$\mathcal{Remember:}$
$i)$ $\mathbb{D}={\{z\in\mathbb{C}: |z|<1}\}$
$ii)$ $\text{SU}(1,1)=\left\{\left( \begin{array}{ccc}
\alpha & \beta \\\overline\beta & \overline\alpha \end{array} \right)\mid \alpha,\beta\in \mathbb C,|\alpha|^2-|\beta|^2=1\right\}$
$={\{\left( \begin{array}{cc}
e^{i\theta} & 0\\
0 & e^{-i\theta}
\end{array} \right)\left( \begin{array}{cc}
\text{cosh}(t) & \text{sinh}(t)\\
\text{sinh}(t) & \text{cosh}(t)
\end{array} \right)\left( \begin{array}{cc}
e^{i\phi} & 0\\
0 & e^{-i\phi}
\end{array} \right):\phi,\theta\in\mathbb{R}, t\geq 0}\}$
$iii)$ $\rho: \text{SU}(1,1)\to \text{SU}(1,1)/U(1)$, $\rho(g)=gU(1)$ (canonical projection)
$\mathcal{Problem:}$
I need to find a section of the form:
$G:\mathbb{D}\longrightarrow \text{SU}(1,1)$, $z\ \ \mapsto \left( \begin{array}{ccc}
e^{i\theta(z)} & 0 \\\ 0 & e^{-i\theta(z)} \end{array} \right)\left( \begin{array}{ccc}
C(z) & S(z) \\\ S(z) & C(z) \end{array} \right)$ Such that $C^2(z)-S^2(z)=1$, $S(z)\geq 0$, $C(z)\geq 1$
$\mathcal{Solution:}$
Let $z\in\mathbb{D}$ be then $z=re^{i\psi}$, where $0\leq r<1$ and $\psi= \text{arg}(z)$.
In this way I can define,
$G:\mathbb{D}\longrightarrow \text{SU}(1,1)$, $G(z)=G(re^{i\psi})=\left( \begin{array}{ccc}
e^{i\psi} & 0 \\\ 0 & e^{-i\psi} \end{array} \right)\left( \begin{array}{ccc}
\sqrt{1+r^2} & r\\\ r & \sqrt{1+r^2} \end{array} \right)$. Note that $\sqrt{1+r^2}\geq 1$, $r\geq 0$ and also $(\sqrt{1+r^2})^2-r^2=1$
${Claim:}$ $G:\mathbb{D}\longrightarrow \text{SU}(1,1)$ define a section.
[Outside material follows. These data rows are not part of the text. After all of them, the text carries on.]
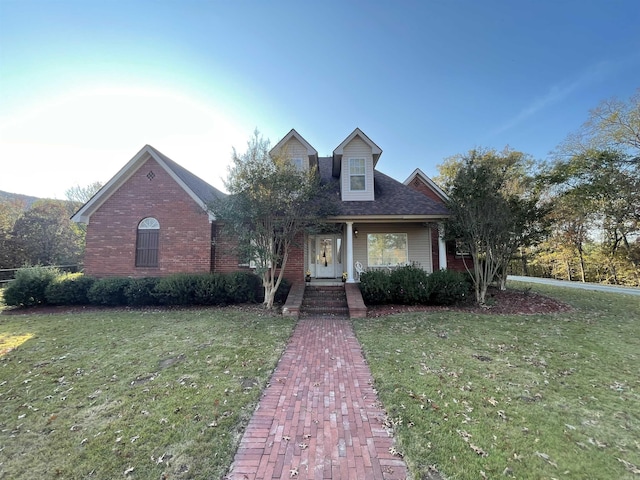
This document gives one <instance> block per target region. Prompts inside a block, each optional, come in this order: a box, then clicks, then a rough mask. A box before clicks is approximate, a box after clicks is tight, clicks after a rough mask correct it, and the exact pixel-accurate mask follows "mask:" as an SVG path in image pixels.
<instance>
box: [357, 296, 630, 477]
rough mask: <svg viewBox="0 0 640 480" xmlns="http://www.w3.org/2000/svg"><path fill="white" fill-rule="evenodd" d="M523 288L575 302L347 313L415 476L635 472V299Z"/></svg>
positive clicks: (605, 473) (564, 299)
mask: <svg viewBox="0 0 640 480" xmlns="http://www.w3.org/2000/svg"><path fill="white" fill-rule="evenodd" d="M519 286H520V287H524V285H522V284H521V285H519ZM528 287H531V288H533V289H535V290H536V291H539V292H541V293H545V294H547V295H551V296H554V297H555V298H558V299H560V300H562V301H565V302H567V303H569V304H570V305H571V306H573V308H574V310H573V311H571V312H569V313H561V314H554V315H527V316H524V315H509V316H507V315H504V316H500V315H490V314H486V315H483V314H472V313H459V312H447V311H439V312H429V313H406V314H400V315H393V316H389V317H384V318H377V319H371V318H367V319H361V320H358V321H356V322H355V328H356V334H357V336H358V338H359V340H360V342H361V343H362V346H363V348H364V350H365V353H366V358H367V360H368V362H369V365H370V367H371V369H372V372H373V376H374V378H375V385H376V388H377V389H378V392H379V395H380V399H381V400H382V402H383V404H384V406H385V408H386V409H387V412H388V419H387V422H388V423H389V424H393V425H394V426H395V429H396V432H397V438H398V443H399V445H398V447H397V450H398V451H399V452H400V453H401V454H404V458H405V460H406V461H407V463H408V465H409V468H410V470H411V472H412V475H413V478H415V479H420V480H424V479H440V478H445V479H454V478H455V479H482V478H518V479H545V478H546V479H552V478H557V479H584V478H590V479H610V478H616V479H632V478H634V479H637V478H638V474H640V441H639V439H640V370H639V365H640V321H639V319H640V299H639V298H638V297H633V296H628V295H614V294H607V293H599V292H590V291H589V292H586V291H581V290H572V289H557V288H550V287H544V286H541V285H540V286H537V285H536V286H533V285H528Z"/></svg>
We must show that $\rho \circ G = I_d $, i.e $[G(z)]=[z]$, $\forall z\in\mathbb{D}$
In effect
$[G(z)]=[G(re^{i\psi})]=\left( \begin{array}{ccc}
\sqrt{1+r^2}e^{i\psi} & re^{i\psi}\\\ re^{-i\psi} & \sqrt{1+r^2}e^{-i\psi} \end{array} \right)U(1)$
$=\left( \begin{array}{ccc}
\sqrt{1+r^2}e^{i\psi} & re^{i\psi}\\\ re^{-i\psi} & \sqrt{1+r^2}e^{-i\psi} \end{array} \right)\left( \begin{array}{ccc}
e^{-i\psi} & 0 \\\ 0 & e^{i\psi} \end{array} \right)U(1)$
$=\left( \begin{array}{ccc}
\sqrt{1+r^2} & re^{2i\psi}\\\ re^{-2i\psi} & \sqrt{1+r^2} \end{array} \right)U(1)$
$=re^{i\psi}U(1)$?
My question is: can I identify the elements of $\mathbb{D}$ with those of $ \text{SU}(1,1)$ in such a way that what I intend to prove is fulfilled?
Best Answer
Identify $SU(1,1)/U(1)$ with $\Bbb D$ via $g\mapsto g(0)$, where we interpret $g$ as a Mobius transformation.
The section condition now reads $G(g)(0)= e^{i\theta(z)}S(z)/C(z)=z$. Clearly $\theta(z)=\psi$. Taking absolute values, we may substitute $|S(z)|=|z||C(z)|$ into $C(z)^2-S(z)^2=1$ to solve for $C(z)$ and $S(z)$.